BUENOS AIRES, Oct. 5 (UPI) -- Argentine President Cristina Fernandez de Kirchner ordered retailers to slash prices of commodities and basic food items as part of the government's widely publicized fight against inflation.
The government's unorthodox approach to solving the country's runaway inflationary spiral met with skepticism from critics who say the order is ill-conceived. At least 300 essential commodities and products are affected.
Fernandez aides said they want supermarkets to offer a basket of 300 basic products at lower prices as part of the effort to fight inflation.
Labor disputes sparked more unrest in the capital and other cities amid continuing demands for higher wages and protests over the government's fiscal and monetary policies.
Official statistics indicate Argentina's inflation at no more than 10 percent while independent figures say annual inflation calculated in August is above 24 percent.
Argentine growth this year is also being affected by the government's stringent curbs on imports that have affected productivity in many businesses.
The government's latest forecast put economic growth at 3.4 percent this year, down from 8.9 percent in 2011. Critics dispute both figures, however.
Argentina's official economic statistics have drawn criticism from independent financial and international data gatherers, including the International Monetary Fund.
The IMF stepped into the debate last month and gave Argentina until mid-December to improve the quality of the gross domestic product and inflation data it reports to the fund or face sanctions.
Wage protests and the government's response to them cast doubt on the government's handling of the various labor disputes.
This week thousands of troops and petty officers from the border patrol and coast guard and some naval and police sectors went on strike over wage cuts and working conditions.
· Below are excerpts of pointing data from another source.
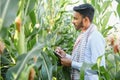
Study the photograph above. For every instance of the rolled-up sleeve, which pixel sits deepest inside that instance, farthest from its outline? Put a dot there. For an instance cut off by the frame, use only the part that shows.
(97, 48)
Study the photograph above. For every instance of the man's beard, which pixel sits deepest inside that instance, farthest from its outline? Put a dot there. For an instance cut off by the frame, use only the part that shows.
(80, 26)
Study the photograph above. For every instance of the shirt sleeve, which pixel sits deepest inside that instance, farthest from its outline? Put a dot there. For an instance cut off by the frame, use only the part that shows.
(76, 65)
(97, 48)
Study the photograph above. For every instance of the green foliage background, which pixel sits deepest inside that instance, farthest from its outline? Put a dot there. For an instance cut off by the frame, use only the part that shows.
(54, 29)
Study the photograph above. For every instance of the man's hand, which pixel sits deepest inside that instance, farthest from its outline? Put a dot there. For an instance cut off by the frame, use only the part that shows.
(60, 51)
(66, 62)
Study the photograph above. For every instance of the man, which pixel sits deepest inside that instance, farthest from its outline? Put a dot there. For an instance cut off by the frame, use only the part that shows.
(88, 47)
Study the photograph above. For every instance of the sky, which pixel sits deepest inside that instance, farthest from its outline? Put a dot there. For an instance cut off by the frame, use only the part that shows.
(113, 19)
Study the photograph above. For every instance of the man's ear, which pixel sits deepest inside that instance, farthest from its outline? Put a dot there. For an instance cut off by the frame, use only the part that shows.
(86, 21)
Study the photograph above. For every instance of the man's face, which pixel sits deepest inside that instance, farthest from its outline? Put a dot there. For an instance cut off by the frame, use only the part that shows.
(77, 21)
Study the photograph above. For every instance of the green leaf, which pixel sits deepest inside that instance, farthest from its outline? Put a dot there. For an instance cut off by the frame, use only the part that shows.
(33, 17)
(14, 72)
(9, 11)
(118, 9)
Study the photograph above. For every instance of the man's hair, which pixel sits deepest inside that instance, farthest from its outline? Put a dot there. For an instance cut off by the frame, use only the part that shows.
(86, 10)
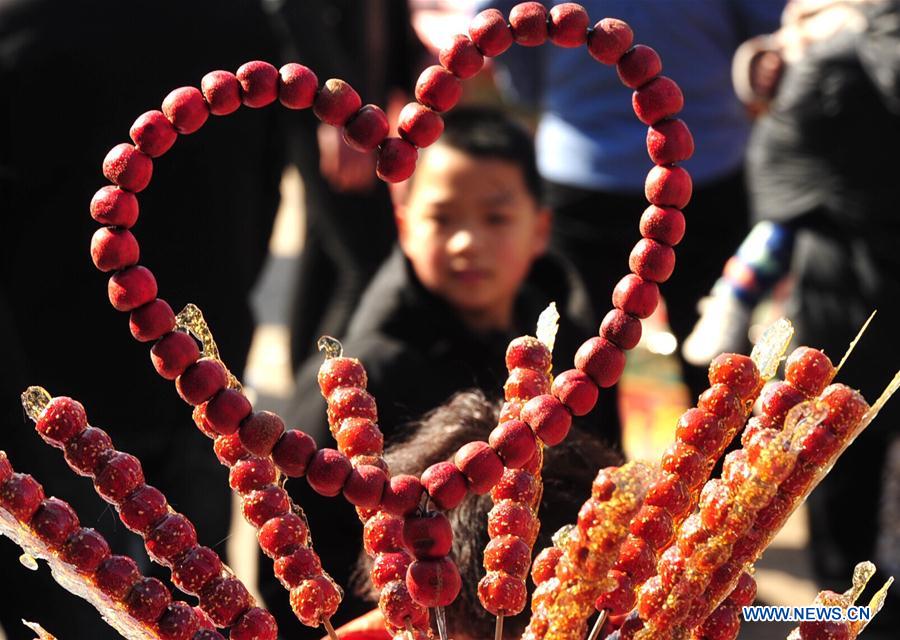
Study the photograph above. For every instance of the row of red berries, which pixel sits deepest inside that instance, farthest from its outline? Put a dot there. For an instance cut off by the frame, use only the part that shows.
(398, 546)
(507, 557)
(56, 525)
(169, 537)
(701, 435)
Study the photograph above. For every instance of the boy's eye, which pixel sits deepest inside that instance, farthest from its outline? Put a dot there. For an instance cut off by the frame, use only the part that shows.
(497, 218)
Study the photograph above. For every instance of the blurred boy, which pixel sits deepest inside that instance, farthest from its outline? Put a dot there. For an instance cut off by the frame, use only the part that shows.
(469, 274)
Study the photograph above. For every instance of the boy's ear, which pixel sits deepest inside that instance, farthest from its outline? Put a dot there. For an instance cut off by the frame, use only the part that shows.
(542, 231)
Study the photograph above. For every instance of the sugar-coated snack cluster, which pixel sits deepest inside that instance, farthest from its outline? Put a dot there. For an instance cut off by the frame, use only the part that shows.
(702, 434)
(409, 548)
(571, 575)
(507, 558)
(169, 537)
(56, 527)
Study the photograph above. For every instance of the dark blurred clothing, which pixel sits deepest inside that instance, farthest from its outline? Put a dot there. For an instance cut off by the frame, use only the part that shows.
(75, 75)
(417, 355)
(821, 162)
(348, 235)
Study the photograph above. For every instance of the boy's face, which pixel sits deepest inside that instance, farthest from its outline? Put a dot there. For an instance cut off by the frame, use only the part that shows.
(471, 229)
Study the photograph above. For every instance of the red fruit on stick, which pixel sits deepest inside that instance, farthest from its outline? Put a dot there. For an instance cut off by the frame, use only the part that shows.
(259, 83)
(528, 21)
(549, 418)
(151, 321)
(128, 167)
(366, 129)
(250, 474)
(433, 583)
(502, 594)
(396, 160)
(328, 472)
(254, 624)
(809, 371)
(398, 607)
(297, 87)
(737, 372)
(222, 91)
(114, 206)
(61, 420)
(609, 40)
(114, 249)
(54, 521)
(514, 442)
(428, 536)
(516, 484)
(636, 296)
(229, 449)
(283, 535)
(174, 353)
(524, 384)
(490, 33)
(544, 566)
(170, 537)
(365, 486)
(419, 125)
(668, 187)
(116, 575)
(195, 569)
(446, 485)
(147, 600)
(663, 224)
(509, 554)
(131, 288)
(262, 505)
(652, 260)
(576, 390)
(186, 109)
(315, 600)
(669, 141)
(480, 465)
(201, 381)
(568, 25)
(336, 102)
(293, 452)
(178, 622)
(143, 508)
(638, 66)
(117, 476)
(153, 134)
(402, 495)
(298, 566)
(389, 567)
(660, 98)
(603, 361)
(224, 599)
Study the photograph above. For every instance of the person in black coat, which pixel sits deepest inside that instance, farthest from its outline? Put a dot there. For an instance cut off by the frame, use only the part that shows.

Fernandez responded by firing the coast guard and gendarmerie chiefs and forcibly retiring their 10 commanders. Senior aides later announced the situation in the security forces was normalized after the reshuffles.
A recent government decree eliminated all extra compensations and benefits in the forces, leading to pay cuts of up to 70 percent for some staff.
Protesters are demanding the elimination of the decree and significant increases in basic salaries.
Protesters in central Buenos Aires said the security personnel were "workers like any others who need to support our families."
The protesters want the government to participate in realistic negotiations to resolve the wage disputes. So far the government has not indicated if it will take part in any negotiations to discuss the security forces' wages.